Everything about this game is top-notch, from the writing to the sound design and voice acting to the level design and gameplay mechanics, and it turns out that if you create a beautiful game you can get away with making it be about “a bad-ass death row inmate named Torque”. The “torture monsters” — which I originally assumed were a goofy throwback to bad 90s character design when everything looked like a cenobite — actually work really well and make sense for the setting since they’re designed to be physical manifestations of various forms of capitol punishment. The game has two stories: the history of the island where the prison is located, and Torque’s attempts to remember whether or not he actually murdered his family. Both stories are told in a compelling way over the course of the game, and they frequently intermingle in unsettling ways. There are numerous, organic, alternate paths and cul-de-sacs, and they’re all worth exploring not for loot (which the game gives you plenty of on Normal mode), but because they usually contain another disturbing revelation about the stories.
In the “making of” video that’s included on the disc (don’t watch it until after you’ve finished the game, because it’s filled with spoilers), the project lead mentions that the game was strongly inspired by two of my favorite horror movies: The Shining, and the 1999 remake of House on Haunted Hill, and both influences definitely show in all the right ways. It also seems like The Suffering was in turn a strong influence on Bioshock, another of my favorite games; both games feature “flashbacks”, ghosts reenacting past events, and an intriguing setting with its own well-developed history that’s unraveled over the course of the game. Both games also feature “moral choices”, but whereas they’re boiled down to a stilted “HARVEST or SAVE” choice in Bioshock, they’re much more fleshed-out and natural in The Suffering. The first moral choice you’re faced with is a prison guard who is constantly verbally abusing you when he’s not threatening to shoot you. If you think of Torque as a cold-blooded killer, then you can drop the asshole and take his gun, but if you think Torque is an innocent man wrongly accused, then you gain a useful (albeit verbally abusive) companion (a feature that I felt was sorely missing from Bioshock) for the next section of the game. Both decisions make sense depending on how you want to play the character, which ultimately forms a stronger bond between the player and the character and makes the game more immersive and compelling. Naturally, the moral choices you make effect the ending; if you play Torque as a cold blooded killer who murdered his family, then it turns out he is a cold-blooded killer who murdered his family, and if you play him as an innocent man wrongly accused, then it turns out he is innocent. Most amazing, however, is the fact that these moral choices even carry over to the sequel, which plays differently depending on the choices you made here in the first game!

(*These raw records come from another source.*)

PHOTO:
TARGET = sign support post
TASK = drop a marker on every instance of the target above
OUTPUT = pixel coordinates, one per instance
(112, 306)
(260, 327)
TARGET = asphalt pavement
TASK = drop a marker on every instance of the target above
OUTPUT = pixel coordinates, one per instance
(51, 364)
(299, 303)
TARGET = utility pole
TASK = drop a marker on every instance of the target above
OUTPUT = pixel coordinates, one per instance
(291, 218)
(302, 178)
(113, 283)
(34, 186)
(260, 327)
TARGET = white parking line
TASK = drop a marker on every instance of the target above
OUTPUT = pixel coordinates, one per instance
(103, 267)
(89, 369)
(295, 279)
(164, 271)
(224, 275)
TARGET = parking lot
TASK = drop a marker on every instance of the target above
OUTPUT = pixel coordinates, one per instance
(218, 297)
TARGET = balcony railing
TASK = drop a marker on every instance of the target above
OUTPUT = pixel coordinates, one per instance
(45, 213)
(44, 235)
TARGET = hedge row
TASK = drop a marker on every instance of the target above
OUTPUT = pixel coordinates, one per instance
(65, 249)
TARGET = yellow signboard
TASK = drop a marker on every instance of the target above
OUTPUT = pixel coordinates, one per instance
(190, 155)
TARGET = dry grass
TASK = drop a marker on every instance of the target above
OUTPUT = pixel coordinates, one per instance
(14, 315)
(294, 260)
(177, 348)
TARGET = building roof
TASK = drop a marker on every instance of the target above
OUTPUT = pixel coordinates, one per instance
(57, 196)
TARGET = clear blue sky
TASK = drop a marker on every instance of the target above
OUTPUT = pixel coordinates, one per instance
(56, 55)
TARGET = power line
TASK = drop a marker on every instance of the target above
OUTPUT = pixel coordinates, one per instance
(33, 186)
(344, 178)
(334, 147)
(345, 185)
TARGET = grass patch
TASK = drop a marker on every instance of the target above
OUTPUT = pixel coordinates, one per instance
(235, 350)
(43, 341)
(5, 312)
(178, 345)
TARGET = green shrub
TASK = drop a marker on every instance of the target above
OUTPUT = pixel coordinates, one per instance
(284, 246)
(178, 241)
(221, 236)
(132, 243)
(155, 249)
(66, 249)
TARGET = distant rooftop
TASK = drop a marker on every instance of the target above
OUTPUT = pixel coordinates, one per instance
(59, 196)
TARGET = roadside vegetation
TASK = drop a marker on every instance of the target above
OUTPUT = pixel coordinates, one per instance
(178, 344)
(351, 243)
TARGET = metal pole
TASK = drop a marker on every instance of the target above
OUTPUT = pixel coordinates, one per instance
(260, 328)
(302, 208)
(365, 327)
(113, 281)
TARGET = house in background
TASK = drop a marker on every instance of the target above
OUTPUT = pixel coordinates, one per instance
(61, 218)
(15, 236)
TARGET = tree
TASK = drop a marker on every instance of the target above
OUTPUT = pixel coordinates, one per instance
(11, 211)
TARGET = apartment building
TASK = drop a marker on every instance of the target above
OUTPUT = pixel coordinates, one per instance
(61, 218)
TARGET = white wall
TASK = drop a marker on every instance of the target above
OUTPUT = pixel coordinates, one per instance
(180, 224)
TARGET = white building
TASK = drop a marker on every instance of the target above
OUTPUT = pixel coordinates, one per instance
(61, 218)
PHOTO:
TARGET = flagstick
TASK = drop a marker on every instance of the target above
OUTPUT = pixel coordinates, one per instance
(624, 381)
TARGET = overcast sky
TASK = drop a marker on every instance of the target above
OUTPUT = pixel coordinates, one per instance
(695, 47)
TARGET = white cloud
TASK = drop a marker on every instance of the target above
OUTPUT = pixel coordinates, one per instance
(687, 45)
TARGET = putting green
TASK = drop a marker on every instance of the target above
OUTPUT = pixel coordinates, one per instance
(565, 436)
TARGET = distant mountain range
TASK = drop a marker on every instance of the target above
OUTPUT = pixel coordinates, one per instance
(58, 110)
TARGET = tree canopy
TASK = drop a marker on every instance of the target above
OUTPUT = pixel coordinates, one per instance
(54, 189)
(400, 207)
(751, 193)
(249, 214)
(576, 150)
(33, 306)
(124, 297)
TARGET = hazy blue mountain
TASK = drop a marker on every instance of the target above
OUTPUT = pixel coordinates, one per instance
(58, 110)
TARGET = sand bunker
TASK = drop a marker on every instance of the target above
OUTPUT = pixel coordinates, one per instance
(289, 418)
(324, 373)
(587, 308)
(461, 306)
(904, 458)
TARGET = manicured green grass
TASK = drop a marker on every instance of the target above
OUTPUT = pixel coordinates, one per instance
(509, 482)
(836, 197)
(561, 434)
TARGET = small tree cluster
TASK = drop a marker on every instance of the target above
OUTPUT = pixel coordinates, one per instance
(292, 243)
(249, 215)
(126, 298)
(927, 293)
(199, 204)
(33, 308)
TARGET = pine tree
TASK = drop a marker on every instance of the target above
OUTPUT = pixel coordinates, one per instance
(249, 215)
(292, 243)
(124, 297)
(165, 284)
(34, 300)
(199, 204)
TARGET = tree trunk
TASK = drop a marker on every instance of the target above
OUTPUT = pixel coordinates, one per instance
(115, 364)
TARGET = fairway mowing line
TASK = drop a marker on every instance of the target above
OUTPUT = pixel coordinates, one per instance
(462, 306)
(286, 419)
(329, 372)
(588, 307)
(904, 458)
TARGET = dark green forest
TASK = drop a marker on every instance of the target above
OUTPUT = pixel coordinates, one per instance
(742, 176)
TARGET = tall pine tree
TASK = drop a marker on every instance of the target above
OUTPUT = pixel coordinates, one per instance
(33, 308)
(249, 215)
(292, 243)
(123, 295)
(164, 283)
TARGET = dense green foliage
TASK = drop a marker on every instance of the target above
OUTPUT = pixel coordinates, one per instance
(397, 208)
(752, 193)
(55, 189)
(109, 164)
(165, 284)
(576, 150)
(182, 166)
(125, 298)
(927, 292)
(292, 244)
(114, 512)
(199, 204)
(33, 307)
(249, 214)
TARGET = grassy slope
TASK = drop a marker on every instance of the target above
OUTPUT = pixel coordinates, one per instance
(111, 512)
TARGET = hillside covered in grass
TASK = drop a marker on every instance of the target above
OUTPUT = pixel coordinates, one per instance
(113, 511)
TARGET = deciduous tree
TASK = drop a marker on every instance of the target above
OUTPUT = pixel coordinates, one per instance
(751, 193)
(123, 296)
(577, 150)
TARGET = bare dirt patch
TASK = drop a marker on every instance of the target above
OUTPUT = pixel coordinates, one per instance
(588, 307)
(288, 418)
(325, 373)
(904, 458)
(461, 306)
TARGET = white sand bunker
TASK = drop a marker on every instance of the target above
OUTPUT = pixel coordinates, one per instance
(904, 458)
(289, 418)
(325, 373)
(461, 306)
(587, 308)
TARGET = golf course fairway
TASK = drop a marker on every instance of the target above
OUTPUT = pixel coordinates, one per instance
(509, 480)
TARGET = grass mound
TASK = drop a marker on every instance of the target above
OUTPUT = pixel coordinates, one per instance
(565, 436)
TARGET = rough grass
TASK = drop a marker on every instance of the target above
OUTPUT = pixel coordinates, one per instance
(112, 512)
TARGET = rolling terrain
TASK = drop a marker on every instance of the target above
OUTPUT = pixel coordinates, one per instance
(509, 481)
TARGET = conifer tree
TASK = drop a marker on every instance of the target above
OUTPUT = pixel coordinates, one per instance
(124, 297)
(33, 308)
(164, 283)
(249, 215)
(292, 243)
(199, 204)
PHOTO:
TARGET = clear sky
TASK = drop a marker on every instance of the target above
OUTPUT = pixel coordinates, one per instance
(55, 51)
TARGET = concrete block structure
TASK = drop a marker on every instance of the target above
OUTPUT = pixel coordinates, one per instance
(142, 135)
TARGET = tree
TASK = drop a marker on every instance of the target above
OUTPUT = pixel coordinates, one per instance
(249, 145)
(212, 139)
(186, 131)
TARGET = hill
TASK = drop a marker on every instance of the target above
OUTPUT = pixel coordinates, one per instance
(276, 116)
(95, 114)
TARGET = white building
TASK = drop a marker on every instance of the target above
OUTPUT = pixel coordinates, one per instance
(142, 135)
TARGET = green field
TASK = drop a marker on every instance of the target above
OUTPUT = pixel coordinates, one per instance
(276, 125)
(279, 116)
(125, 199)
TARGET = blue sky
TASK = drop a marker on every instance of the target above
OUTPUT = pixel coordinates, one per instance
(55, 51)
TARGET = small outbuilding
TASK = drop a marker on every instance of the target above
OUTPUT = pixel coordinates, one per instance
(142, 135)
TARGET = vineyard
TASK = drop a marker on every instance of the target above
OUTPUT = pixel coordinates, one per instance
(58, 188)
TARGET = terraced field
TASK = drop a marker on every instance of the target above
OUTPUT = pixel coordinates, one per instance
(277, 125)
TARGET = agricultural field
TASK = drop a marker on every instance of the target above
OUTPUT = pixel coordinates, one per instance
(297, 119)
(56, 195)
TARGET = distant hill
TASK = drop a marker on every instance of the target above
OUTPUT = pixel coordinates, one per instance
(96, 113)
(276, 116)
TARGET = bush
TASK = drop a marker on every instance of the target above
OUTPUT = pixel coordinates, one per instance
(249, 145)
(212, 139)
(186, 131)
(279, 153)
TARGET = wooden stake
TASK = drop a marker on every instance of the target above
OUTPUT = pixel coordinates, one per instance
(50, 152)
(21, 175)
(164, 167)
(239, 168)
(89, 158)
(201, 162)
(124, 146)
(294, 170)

While I was playing The Suffering, I received both Fallout 3 and the new Prince of Persia via Goozex (see how I snuck my referral code in there?), and also finally got the right equipment to play The English fanslation of Mother 3 on a real GBA, but I put all of those things on hold so that I could keep playing this “last-gen” game.
If, like me, you wrote off The Suffering as mindless pap for angry 12-year-olds, I strongly suggest that you pick it up cheap with the intention of playing it for an hour for the LULZ. And then a week later you can thank me for recommending it.